They’ve shown me what they think of anyone who isn’t old and male and royal.
Maybe you didn’t see anything, my brain says, hopefully, one last time. I want to believe it so badly, but my father’s hand keeps moving through the air, haunting me.
And by the time his hand finds his side, makes its way into his pocket, hides itself, the hope is gone. His face looks exactly the same and completely different. If I looked in a mirror, maybe the same would be true for me.
I imagine Mom’s crown on my head. I imagine a scepter in my hand, gold and thick and topped with an enormous diamond. My back straightens, and I don’t move an inch.
“We do have to talk right now. We have no time. You will help us break the spell. You will tell our subjects to help us.”
“Jane. I’m in a meeting.”
“Dad. We will die.” I match his tone. I hadn’t noticed until now, but I’m nearly as tall as him. My whole life he towered over me, hoisted me onto his shoulders, held me above his head so I could see the world the way he did. But now I am eye to eye with him, and it happens. He stops being my father. It’s only for a moment, a flash, but it shakes me up. He is the King of Ever and I am the princess and I will be heard.

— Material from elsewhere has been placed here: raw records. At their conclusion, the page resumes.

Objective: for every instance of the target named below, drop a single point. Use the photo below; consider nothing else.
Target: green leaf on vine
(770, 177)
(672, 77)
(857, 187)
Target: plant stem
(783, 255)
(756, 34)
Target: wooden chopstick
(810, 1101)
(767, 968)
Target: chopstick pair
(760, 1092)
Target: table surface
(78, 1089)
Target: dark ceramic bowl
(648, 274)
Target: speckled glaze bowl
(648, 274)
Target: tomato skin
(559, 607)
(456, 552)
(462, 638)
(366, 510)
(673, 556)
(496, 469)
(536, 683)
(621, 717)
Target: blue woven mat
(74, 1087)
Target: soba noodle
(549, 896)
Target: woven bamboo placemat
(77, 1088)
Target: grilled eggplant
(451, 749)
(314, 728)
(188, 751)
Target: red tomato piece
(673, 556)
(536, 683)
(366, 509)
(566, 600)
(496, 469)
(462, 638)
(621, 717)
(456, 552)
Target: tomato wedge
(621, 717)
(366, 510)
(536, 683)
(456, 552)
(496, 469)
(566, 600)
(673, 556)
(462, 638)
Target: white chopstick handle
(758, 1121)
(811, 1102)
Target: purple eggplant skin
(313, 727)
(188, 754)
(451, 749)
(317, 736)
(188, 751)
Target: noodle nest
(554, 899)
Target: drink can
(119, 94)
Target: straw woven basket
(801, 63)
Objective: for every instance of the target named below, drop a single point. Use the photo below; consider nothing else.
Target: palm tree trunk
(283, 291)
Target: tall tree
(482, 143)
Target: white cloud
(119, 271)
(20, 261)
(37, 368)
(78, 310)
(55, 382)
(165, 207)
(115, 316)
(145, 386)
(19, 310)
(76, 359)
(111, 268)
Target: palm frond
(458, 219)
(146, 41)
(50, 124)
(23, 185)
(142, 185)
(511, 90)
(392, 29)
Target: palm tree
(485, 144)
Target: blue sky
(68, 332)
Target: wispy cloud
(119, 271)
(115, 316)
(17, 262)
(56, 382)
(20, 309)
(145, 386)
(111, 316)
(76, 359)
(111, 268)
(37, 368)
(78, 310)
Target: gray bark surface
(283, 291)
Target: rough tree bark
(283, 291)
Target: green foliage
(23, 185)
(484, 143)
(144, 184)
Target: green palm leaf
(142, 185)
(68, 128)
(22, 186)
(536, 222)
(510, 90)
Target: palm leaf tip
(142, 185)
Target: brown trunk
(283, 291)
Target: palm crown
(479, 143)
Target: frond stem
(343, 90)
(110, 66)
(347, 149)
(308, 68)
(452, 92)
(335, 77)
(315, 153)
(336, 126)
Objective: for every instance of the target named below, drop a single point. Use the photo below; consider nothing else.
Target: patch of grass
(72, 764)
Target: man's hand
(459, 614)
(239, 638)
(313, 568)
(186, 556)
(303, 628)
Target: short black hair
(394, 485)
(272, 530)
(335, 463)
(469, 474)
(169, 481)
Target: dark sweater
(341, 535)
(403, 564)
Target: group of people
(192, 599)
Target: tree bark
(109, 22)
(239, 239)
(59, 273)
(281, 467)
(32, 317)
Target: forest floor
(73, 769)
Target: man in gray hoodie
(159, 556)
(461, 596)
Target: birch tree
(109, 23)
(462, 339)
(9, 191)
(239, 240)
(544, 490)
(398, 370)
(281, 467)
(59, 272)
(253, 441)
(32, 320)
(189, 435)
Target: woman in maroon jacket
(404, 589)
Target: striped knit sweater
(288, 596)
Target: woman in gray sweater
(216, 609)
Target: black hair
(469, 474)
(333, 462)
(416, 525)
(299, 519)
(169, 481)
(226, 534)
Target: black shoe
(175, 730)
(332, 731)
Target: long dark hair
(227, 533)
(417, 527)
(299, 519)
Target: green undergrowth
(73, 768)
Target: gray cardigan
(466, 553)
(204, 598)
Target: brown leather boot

“My girls have had a rough time of it,” Dad explains to the King of Soar. “As you know. Things here are— Well, it’s been difficult. I hope you’ll excuse their behavior. We’re under enormous stress.”
“Of course,” the King of Soar says. “We aren’t accustomed to magic, but I imagine it puts stress on even the sweetest princesses and noblest kings.”
“It’s been hard for me,” Dad says, “very very hard. We are all doing our best.”
“And we’re here to help,” the King of Soar says. “We are in this with you.”
I don’t know if this is the way they’ve always talked to us and about us and around us, but it’s suddenly awful. It’s all turning ugly so fast—my father’s hand, the King of Soar’s smirk, the too-dark lighting of the study, the sound of attendants rushing around the hallways like frightened mice. And the words of these men who try to shut us up and dismiss us and tell us nothing is a big deal when time is moving so quickly away from us, and this hunger is about to turn True.
I try to imagine what will happen if I tell Ever who my father really is. I want to imagine an army, taking him from his throne, demanding a new leader, maybe throwing him in a dungeon somewhere.
But there is no dungeon in Ever. And there’s no army. And there might not be anyone who is ready to go to battle against the king.
I take a step closer to the man I used to know. My sisters hover but don’t advance. Grace plays with something on Dad’s desk, and Eden’s eyes shoot daggers at both kings. But I am the only one with a voice. I am the only one who can do anything at all.
“You will help us. You will tell them to help us. Because I know what you did. What you’ve been doing. You are the reason for the spell. You—you—there was a witch, and you—”
It’s so hard to get the word out. I don’t want to say it. It’s such a final word, such an ugly one. I’ll never have my father, the king, back if I say it out loud.
But I can. So I do. “You raped a witch. And just now, with Olive, you—”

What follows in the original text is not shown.